Redirected input via STDIN is not functioning as expected

Question

I wrote some code where I thought I was testing for whether there was STDIN. But the code worked contrary to what I was expecting.

Here's the code I wrote, I've called it zit

#!/usr/bin/perl
use strict 'vars';

my @a = @ARGV ? @ARGV : "EMPTY";
printf "  command line arguments: \"%s\" as expected\n", @a;
if ( -t STDIN )
  {
    print "  ( -t STDIN ) returns TRUE\n";
  }
else
  {
    print "  ( -t STDIN ) returns FALSE\n";
    print "  But, I can iterate over <STDIN>!  Huh?? Behold:\n";
  }

Here's what I thought:

• zit <(echo a;echo b) would result in ( -t STDIN ) being FALSE.
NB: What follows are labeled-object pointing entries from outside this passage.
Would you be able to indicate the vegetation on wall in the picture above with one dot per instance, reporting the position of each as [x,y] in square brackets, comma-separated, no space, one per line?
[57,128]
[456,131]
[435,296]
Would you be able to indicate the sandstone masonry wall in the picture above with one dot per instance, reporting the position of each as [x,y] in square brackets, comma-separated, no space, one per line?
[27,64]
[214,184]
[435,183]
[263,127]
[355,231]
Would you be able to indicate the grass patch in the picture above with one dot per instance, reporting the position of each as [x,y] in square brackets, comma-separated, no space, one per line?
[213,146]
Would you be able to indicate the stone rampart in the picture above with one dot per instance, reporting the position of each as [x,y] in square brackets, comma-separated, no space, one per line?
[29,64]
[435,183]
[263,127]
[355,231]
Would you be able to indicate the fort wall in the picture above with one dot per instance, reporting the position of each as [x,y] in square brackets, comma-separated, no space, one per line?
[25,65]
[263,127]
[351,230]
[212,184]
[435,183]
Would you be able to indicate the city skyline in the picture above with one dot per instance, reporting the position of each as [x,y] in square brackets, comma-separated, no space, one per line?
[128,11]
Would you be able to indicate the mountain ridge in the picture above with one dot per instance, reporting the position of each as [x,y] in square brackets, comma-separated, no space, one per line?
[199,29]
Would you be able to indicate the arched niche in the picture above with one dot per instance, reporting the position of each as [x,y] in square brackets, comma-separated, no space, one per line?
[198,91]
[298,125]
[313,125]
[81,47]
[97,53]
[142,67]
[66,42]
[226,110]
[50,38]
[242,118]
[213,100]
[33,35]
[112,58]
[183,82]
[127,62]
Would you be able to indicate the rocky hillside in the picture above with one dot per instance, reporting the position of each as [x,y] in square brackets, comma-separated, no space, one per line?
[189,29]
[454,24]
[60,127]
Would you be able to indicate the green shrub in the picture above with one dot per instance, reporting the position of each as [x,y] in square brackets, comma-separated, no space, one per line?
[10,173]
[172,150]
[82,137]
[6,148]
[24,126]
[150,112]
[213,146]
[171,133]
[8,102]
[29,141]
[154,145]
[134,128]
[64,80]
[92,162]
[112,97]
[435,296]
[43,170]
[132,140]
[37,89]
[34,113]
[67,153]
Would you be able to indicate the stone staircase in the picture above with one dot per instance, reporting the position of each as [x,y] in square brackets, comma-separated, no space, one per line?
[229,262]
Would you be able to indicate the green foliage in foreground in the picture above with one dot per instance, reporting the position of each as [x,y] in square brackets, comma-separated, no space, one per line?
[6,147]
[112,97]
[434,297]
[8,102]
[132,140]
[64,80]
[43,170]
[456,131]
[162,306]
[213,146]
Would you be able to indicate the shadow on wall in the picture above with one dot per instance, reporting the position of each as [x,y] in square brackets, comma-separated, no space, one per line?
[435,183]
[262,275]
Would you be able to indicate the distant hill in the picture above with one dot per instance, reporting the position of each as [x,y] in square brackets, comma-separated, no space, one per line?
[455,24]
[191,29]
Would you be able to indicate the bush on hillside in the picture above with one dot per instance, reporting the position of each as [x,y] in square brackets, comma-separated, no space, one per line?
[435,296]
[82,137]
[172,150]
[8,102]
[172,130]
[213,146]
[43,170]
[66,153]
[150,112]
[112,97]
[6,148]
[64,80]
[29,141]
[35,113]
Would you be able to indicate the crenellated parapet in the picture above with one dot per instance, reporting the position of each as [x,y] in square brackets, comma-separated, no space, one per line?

• zit < <(echo a;echo b) would result in( -t STDIN ) being TRUE.

So, to try to figure out what might be going on, I modified the if-then code by adding a while loop (based upon my understanding, I put it where I thought it should create problems).

#!/usr/bin/perl
use strict 'vars';

my @a = @ARGV ? @ARGV : "EMPTY";
printf "  command line arguments: \"%s\" as expected\n", @a;

if ( -t STDIN )
  {
    print "  ( -t STDIN ) returns TRUE\n";
  }
else
  {
    print "  ( -t STDIN ) returns FALSE\n";
    print "  But, I can iterate over <STDIN>!  Huh?? Behold:\n";
    while ( <STDIN> )
      {
        print ">> $_";
      }
  }

Here's the output from this code

zit <(echo a;echo b) has the following output

  command line arguments: "/dev/fd/63" as expected
  ( -t STDIN ) returns TRUE

zit < <(echo a;echo b) has the following output

  command line arguments: "EMPTY" as expected
  ( -t STDIN ) returns FALSE
  But, I can iterate over <STDIN>!  Huh?? Behold:
>> a
>> b

I'm really confused by this. This is not behaving as I thought things should. If ( -t STDIN ) is false, why does the while loop work?

Could someone explain what's happening here?

I've re-edited this post from before to be a bit less confusing.

Answer 1

use strict 'vars';

Why are you doing this? You should really just use strict; and enable all three strictures, not just vars. You should also use warnings;.

---

If you check perldoc -f -t, you'll see that the documentation says:

-t Filehandle is opened to a tty.

In other words, it's not testing whether there is a STDIN (there always is a STDIN (unless your parent process was naughty and closed it before starting you)), but whether STDIN refers to a terminal (the abbreviation "tty" originally referred to a teletype, but the name kind of stuck when they were replaced by text terminals and later terminal emulators such as xterm). In C terms, it corresponds to a call to isatty.

In your first example, you have zit <(echo a;echo b). The <( ... ) notation makes bash run the specified command with its STDOUT redirected to a pipe. It then substitutes <( ... ) by a filename that refers to (the read end of) the pipe.

Specifically, it runs zit /dev/fd/63 (where file descriptor 63 refers to the read end of a pipe whose write end is fed by echo a; echo b). Nothing happens to STDIN, so zit inherits its standard streams from the shell, so STDIN refers to a terminal, which is why -t STDIN returns true.

In your second example, you have zit < <(echo a;echo b). This is very similar, but now the resulting command is zit < /dev/fd/63. The < FILE notation tells the shell to open the specified file for reading and redirect STDIN to it.

Thus it runs zit (without any command line arguments) with STDIN connected to a pipe (whose other end is fed by echo a; echo b). This is effectively the same as ( echo a; echo b ) | zit. Here zit's STDIN refers to a pipe, not a terminal, so -t STDIN returns false. You can still read from it, of course: Most things you can read from are not terminals, such as plain files, pipes, or sockets.